Q. What is the current technology trend for the semiconductor tooling industry? How has the Group exploited the current trend to their advantage?

A. Although initially drawn to Asia as a place for low-cost manufacturing, chip manufacturers have since made Asia a center for not only ‘backend’ manufacturing but also ‘frontend’ wafer-fabrication processing. With our existing plants in Singapore, Malaysia, China, Thailand and the Philippines, and direct sales personnel in Taiwan, Korea and Indonesia, we are in a strong position to benefit from this industry trend towards relocation to Asia, particularly China which has become our largest and fastest-growing market for semiconductor tools.

With over half of all semiconductor chips finding their way into consumer applications, there has been an acceleration in the trend towards miniaturization. To capitalize on this, the Group has developed several new tools with feature sizes below 0.10mm which is one definition of ‘nano-technology.’ One such tool, for example, is used to assemble a hearing aid that uses a ‘MEMS’ chip.

Q. During Q109, semiconductor tooling revenue was down about 5% from the previous year. What is the Group’s growth strategy for this business segment?

A. We intend to continue implementing strategies that will maintain MM’s strong competitive position in the semiconductor tooling business. Our long-term product strategy is to continue widening our range of consumable tools and parts to offer our semiconductor customers with a “one-stop” solution for all their requirements. To this end, we have developed several new tools with feature sizes below 0.10mm to capitalize on the semiconductor industry’s trend towards miniaturization,. Our wide-reaching direct presence in Asia and offices in Switzerland and the USA also position us to provide our global customers with fast and effective local support.

To help diversify the Group’s revenue from the cyclicality of the semiconductor industry, we also intend to continue building our CMA business to explore opportunities in other high-tech industries. In 1Q09, our CMA business quadrupled to account for almost 30% of Group sales.

Q. In the face of the current global economic downturn, what new measures will MM be adopting in terms of cost control?

A. With the increasing likelihood of a global economic recession, we think it is essential to implement consistent and practical growth strategies that are based on our core competencies and competitive strengths.

In the near term, we have taken steps to minimize our credit risk. We are performing credit evaluations on all customers who require credit above a certain quantum and are reviewing all outstanding monies on an ongoing basis. This enabled us to reduce our trade receivables that were outstanding for more than 90 days to just 0.9% of sales in 1Q09, compared to 2.2% at the end of 1Q08.

We will also be keeping a close watch on our overhead expenses. In 1Q09, these expenses increased 7.5% to S$2.9 million.

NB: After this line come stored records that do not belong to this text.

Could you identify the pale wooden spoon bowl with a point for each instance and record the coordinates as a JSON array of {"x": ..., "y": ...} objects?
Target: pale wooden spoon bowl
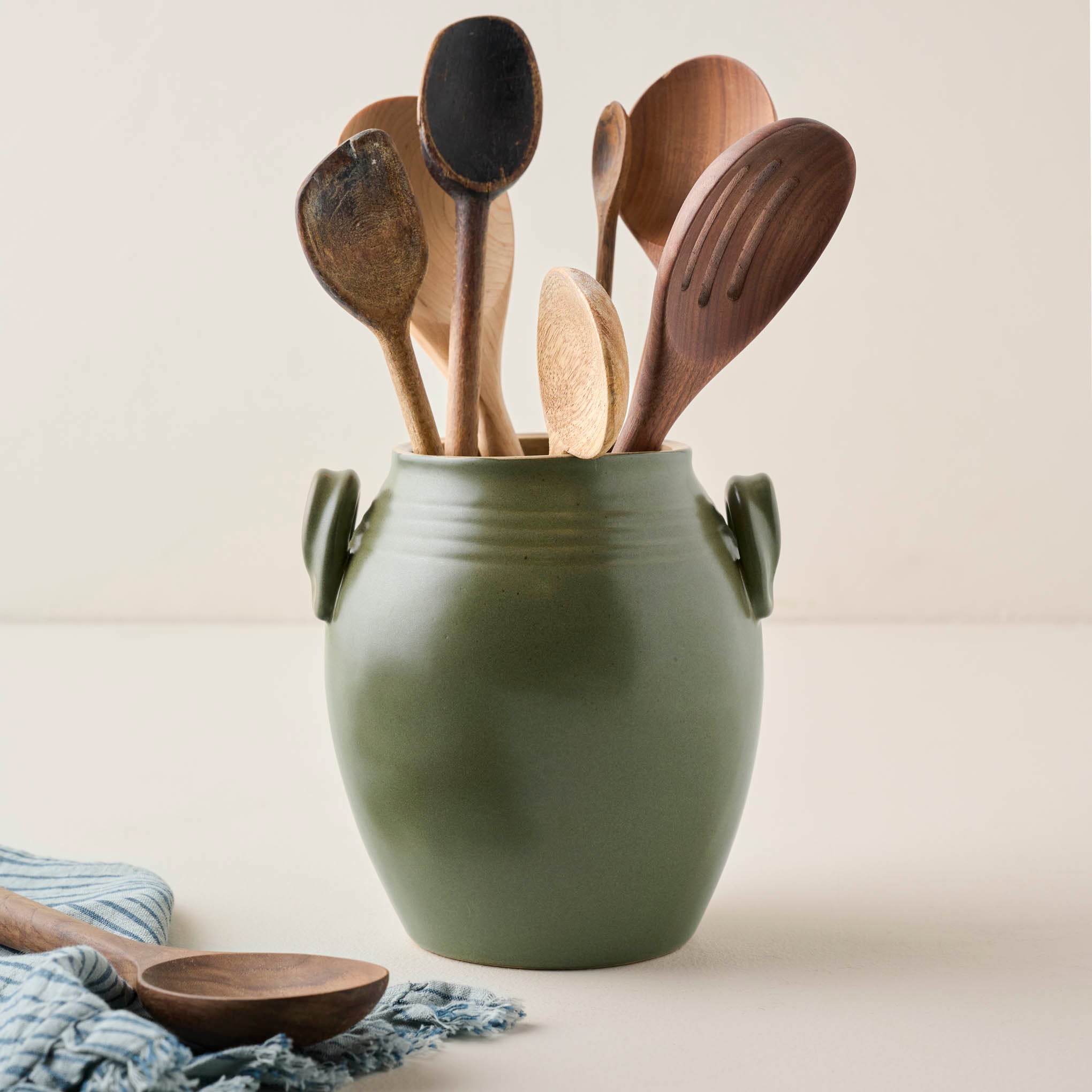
[
  {"x": 684, "y": 122},
  {"x": 213, "y": 999},
  {"x": 430, "y": 321},
  {"x": 583, "y": 368}
]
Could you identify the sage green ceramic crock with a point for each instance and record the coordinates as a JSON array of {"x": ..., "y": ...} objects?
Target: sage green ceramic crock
[{"x": 544, "y": 678}]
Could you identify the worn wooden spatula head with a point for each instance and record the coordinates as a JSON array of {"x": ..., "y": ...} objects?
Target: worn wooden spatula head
[
  {"x": 362, "y": 231},
  {"x": 747, "y": 235},
  {"x": 364, "y": 238}
]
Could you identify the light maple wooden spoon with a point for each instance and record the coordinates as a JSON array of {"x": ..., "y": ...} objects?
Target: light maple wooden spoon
[
  {"x": 480, "y": 115},
  {"x": 430, "y": 321},
  {"x": 612, "y": 154},
  {"x": 583, "y": 368},
  {"x": 214, "y": 999},
  {"x": 747, "y": 235},
  {"x": 363, "y": 237},
  {"x": 684, "y": 122}
]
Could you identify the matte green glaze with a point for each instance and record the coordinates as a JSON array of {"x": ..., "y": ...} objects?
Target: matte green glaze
[{"x": 544, "y": 678}]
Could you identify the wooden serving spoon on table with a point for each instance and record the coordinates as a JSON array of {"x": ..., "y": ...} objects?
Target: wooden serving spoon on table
[
  {"x": 752, "y": 229},
  {"x": 430, "y": 321},
  {"x": 583, "y": 368},
  {"x": 214, "y": 999},
  {"x": 365, "y": 241},
  {"x": 612, "y": 154},
  {"x": 684, "y": 122},
  {"x": 480, "y": 116}
]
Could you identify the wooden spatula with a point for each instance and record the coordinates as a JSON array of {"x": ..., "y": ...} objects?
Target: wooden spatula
[
  {"x": 746, "y": 236},
  {"x": 687, "y": 118},
  {"x": 583, "y": 370},
  {"x": 364, "y": 239},
  {"x": 430, "y": 321}
]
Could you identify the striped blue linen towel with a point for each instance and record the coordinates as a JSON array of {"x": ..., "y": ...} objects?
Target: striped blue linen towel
[{"x": 68, "y": 1021}]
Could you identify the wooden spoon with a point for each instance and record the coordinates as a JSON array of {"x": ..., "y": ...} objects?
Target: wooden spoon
[
  {"x": 481, "y": 112},
  {"x": 430, "y": 321},
  {"x": 752, "y": 229},
  {"x": 583, "y": 369},
  {"x": 687, "y": 118},
  {"x": 612, "y": 153},
  {"x": 214, "y": 999},
  {"x": 363, "y": 236}
]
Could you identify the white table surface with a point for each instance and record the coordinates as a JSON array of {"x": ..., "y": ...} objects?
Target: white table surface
[{"x": 908, "y": 905}]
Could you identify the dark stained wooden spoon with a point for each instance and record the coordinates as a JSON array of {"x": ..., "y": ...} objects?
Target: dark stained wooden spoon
[
  {"x": 430, "y": 321},
  {"x": 213, "y": 999},
  {"x": 684, "y": 122},
  {"x": 363, "y": 235},
  {"x": 612, "y": 153},
  {"x": 748, "y": 234},
  {"x": 480, "y": 114}
]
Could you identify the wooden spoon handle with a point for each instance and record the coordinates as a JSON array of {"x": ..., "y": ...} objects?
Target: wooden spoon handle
[
  {"x": 472, "y": 221},
  {"x": 29, "y": 926},
  {"x": 410, "y": 388},
  {"x": 604, "y": 257}
]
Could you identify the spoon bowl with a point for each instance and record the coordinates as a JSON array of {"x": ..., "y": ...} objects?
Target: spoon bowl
[
  {"x": 213, "y": 999},
  {"x": 746, "y": 237},
  {"x": 480, "y": 115},
  {"x": 430, "y": 321},
  {"x": 217, "y": 999},
  {"x": 684, "y": 122}
]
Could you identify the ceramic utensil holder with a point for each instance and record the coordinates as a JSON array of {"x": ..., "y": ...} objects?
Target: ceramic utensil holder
[{"x": 544, "y": 678}]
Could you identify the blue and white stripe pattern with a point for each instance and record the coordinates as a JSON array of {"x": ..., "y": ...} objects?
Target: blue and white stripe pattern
[{"x": 68, "y": 1021}]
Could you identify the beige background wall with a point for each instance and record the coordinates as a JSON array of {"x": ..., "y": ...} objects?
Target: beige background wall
[{"x": 171, "y": 375}]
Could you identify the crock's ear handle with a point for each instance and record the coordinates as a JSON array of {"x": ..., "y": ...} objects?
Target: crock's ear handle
[
  {"x": 753, "y": 517},
  {"x": 328, "y": 526}
]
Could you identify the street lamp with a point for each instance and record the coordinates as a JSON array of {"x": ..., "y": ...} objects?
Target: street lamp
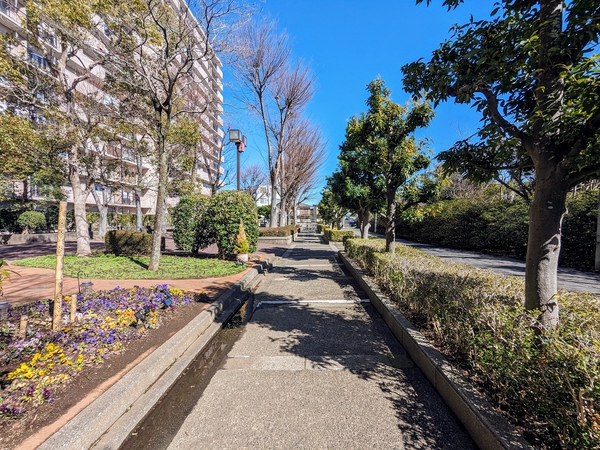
[{"x": 239, "y": 139}]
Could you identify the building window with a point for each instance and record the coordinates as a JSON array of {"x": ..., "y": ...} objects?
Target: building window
[{"x": 38, "y": 60}]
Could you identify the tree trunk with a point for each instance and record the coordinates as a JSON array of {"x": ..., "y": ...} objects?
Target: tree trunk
[
  {"x": 139, "y": 217},
  {"x": 138, "y": 195},
  {"x": 282, "y": 213},
  {"x": 102, "y": 204},
  {"x": 543, "y": 246},
  {"x": 390, "y": 228},
  {"x": 295, "y": 212},
  {"x": 597, "y": 262},
  {"x": 163, "y": 175},
  {"x": 81, "y": 225},
  {"x": 24, "y": 194},
  {"x": 273, "y": 222}
]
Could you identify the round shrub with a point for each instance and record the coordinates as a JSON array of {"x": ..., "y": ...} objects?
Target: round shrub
[
  {"x": 190, "y": 231},
  {"x": 51, "y": 215},
  {"x": 31, "y": 221}
]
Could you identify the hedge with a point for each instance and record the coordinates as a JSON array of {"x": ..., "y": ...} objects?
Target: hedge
[
  {"x": 545, "y": 384},
  {"x": 279, "y": 231},
  {"x": 130, "y": 243},
  {"x": 338, "y": 235},
  {"x": 501, "y": 227},
  {"x": 200, "y": 221}
]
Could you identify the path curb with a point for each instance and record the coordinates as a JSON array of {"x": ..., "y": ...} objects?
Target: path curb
[
  {"x": 487, "y": 427},
  {"x": 109, "y": 420}
]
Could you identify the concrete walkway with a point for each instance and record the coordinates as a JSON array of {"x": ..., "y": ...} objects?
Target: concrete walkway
[
  {"x": 316, "y": 367},
  {"x": 569, "y": 279}
]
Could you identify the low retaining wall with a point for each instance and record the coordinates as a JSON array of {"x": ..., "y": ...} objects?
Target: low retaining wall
[
  {"x": 13, "y": 239},
  {"x": 281, "y": 240},
  {"x": 107, "y": 422}
]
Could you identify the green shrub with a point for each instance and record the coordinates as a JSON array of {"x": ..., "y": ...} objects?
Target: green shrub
[
  {"x": 9, "y": 216},
  {"x": 130, "y": 243},
  {"x": 92, "y": 218},
  {"x": 223, "y": 216},
  {"x": 579, "y": 231},
  {"x": 51, "y": 215},
  {"x": 241, "y": 243},
  {"x": 338, "y": 235},
  {"x": 547, "y": 384},
  {"x": 70, "y": 223},
  {"x": 284, "y": 231},
  {"x": 190, "y": 233},
  {"x": 31, "y": 221},
  {"x": 200, "y": 221}
]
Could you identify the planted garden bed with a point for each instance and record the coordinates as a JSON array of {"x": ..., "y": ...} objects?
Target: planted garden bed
[{"x": 32, "y": 367}]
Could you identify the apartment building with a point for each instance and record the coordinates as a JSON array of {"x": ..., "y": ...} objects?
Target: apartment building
[{"x": 119, "y": 193}]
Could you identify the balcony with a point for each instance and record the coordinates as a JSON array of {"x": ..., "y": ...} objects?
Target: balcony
[{"x": 9, "y": 10}]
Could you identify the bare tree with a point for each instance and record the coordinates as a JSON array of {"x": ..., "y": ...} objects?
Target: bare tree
[
  {"x": 61, "y": 36},
  {"x": 304, "y": 155},
  {"x": 251, "y": 179},
  {"x": 155, "y": 50},
  {"x": 278, "y": 90}
]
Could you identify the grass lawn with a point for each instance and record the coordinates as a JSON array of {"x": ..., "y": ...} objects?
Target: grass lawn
[{"x": 136, "y": 267}]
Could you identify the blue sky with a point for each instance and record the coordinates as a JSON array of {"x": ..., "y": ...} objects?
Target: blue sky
[{"x": 347, "y": 44}]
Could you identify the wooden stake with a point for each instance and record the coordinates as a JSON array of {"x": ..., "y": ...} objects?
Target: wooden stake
[
  {"x": 60, "y": 259},
  {"x": 23, "y": 327},
  {"x": 73, "y": 308}
]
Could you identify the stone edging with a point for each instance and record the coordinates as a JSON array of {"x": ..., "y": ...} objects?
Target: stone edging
[
  {"x": 487, "y": 427},
  {"x": 108, "y": 420}
]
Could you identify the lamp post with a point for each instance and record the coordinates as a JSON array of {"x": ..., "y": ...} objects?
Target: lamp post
[{"x": 239, "y": 139}]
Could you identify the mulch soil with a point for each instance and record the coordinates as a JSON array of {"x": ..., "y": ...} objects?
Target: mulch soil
[
  {"x": 68, "y": 399},
  {"x": 41, "y": 422}
]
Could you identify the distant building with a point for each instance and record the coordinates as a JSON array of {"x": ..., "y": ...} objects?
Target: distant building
[{"x": 120, "y": 196}]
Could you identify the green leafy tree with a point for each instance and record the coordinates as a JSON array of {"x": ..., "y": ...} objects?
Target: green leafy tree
[
  {"x": 385, "y": 136},
  {"x": 227, "y": 209},
  {"x": 241, "y": 243},
  {"x": 154, "y": 50},
  {"x": 356, "y": 185},
  {"x": 330, "y": 210},
  {"x": 31, "y": 221},
  {"x": 189, "y": 218},
  {"x": 532, "y": 72}
]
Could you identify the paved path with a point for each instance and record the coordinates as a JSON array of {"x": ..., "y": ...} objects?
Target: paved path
[
  {"x": 569, "y": 279},
  {"x": 316, "y": 367},
  {"x": 29, "y": 284}
]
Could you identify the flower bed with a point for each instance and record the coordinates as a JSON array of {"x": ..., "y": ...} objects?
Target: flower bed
[{"x": 106, "y": 320}]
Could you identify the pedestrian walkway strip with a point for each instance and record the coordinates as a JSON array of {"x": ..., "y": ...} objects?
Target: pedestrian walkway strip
[
  {"x": 333, "y": 362},
  {"x": 309, "y": 277}
]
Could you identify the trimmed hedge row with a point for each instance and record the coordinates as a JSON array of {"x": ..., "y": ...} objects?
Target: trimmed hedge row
[
  {"x": 338, "y": 235},
  {"x": 284, "y": 231},
  {"x": 130, "y": 243},
  {"x": 200, "y": 221},
  {"x": 546, "y": 384},
  {"x": 501, "y": 227}
]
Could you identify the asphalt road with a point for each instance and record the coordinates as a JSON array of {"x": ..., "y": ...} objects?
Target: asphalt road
[
  {"x": 569, "y": 279},
  {"x": 316, "y": 367}
]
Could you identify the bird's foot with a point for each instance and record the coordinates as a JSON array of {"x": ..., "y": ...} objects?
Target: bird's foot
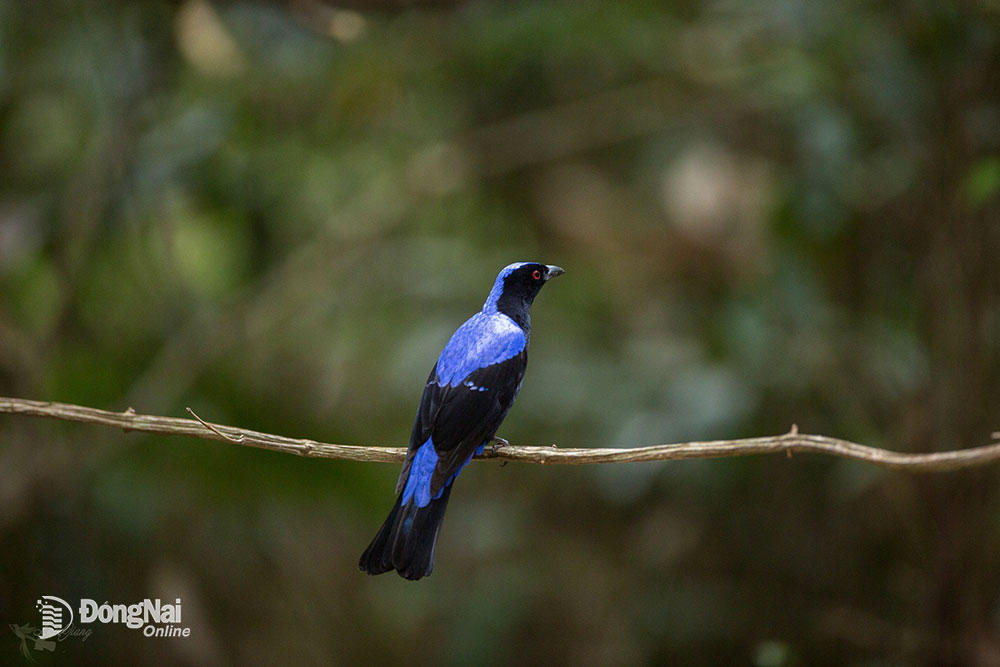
[{"x": 498, "y": 443}]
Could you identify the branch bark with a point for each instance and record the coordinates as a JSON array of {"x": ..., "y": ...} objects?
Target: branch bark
[{"x": 789, "y": 443}]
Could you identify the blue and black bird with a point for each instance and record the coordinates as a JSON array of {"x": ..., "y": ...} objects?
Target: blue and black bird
[{"x": 469, "y": 391}]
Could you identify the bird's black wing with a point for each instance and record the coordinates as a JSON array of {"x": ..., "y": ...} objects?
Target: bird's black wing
[{"x": 458, "y": 419}]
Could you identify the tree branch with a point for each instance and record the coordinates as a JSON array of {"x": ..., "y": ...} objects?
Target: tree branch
[{"x": 789, "y": 443}]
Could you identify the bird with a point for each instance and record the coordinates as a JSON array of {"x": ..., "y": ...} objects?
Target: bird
[{"x": 468, "y": 393}]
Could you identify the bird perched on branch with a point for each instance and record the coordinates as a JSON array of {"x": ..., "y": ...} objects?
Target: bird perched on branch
[{"x": 469, "y": 391}]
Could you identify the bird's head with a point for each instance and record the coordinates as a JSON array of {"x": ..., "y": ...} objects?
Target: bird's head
[{"x": 516, "y": 287}]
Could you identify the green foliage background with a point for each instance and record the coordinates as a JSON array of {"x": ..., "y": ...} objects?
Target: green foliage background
[{"x": 770, "y": 213}]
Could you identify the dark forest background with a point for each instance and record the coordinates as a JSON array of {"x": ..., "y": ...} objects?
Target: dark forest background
[{"x": 770, "y": 212}]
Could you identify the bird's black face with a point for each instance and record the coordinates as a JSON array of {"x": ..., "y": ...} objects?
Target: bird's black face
[{"x": 521, "y": 286}]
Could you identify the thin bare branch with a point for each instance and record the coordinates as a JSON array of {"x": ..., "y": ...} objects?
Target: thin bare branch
[{"x": 790, "y": 443}]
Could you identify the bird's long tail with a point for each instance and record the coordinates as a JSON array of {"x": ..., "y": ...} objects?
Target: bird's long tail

As a percentage of total sales however, our overhead expenses declined to 25.0% in 1Q09, from 28.5% in 1Q08. Our aim will be to continually work to reduce these costs as a percentage of total sales. We also intend to keep our total headcount steady and defer some previously-planned capital spending.

Q. Analysts are expecting MM’s revenue to fall in the next 3 quarters. Do you hold a similar view?

A. We do not have the practice of providing specific financial forecasts. While the outlook for FY2009 is challenging, our main goal for FY2009 will be to improve the gross profit margin of our CMA business by working to bring our new manufacturing operations in the USA to profitability.

With 574 great people and a balance sheet that includes S$23 million in cash and receivables, less than S$1 million in trade payables and no borrowings, we remain cautiously optimistic and feel ready to make the most of the challenges and opportunities that come our way.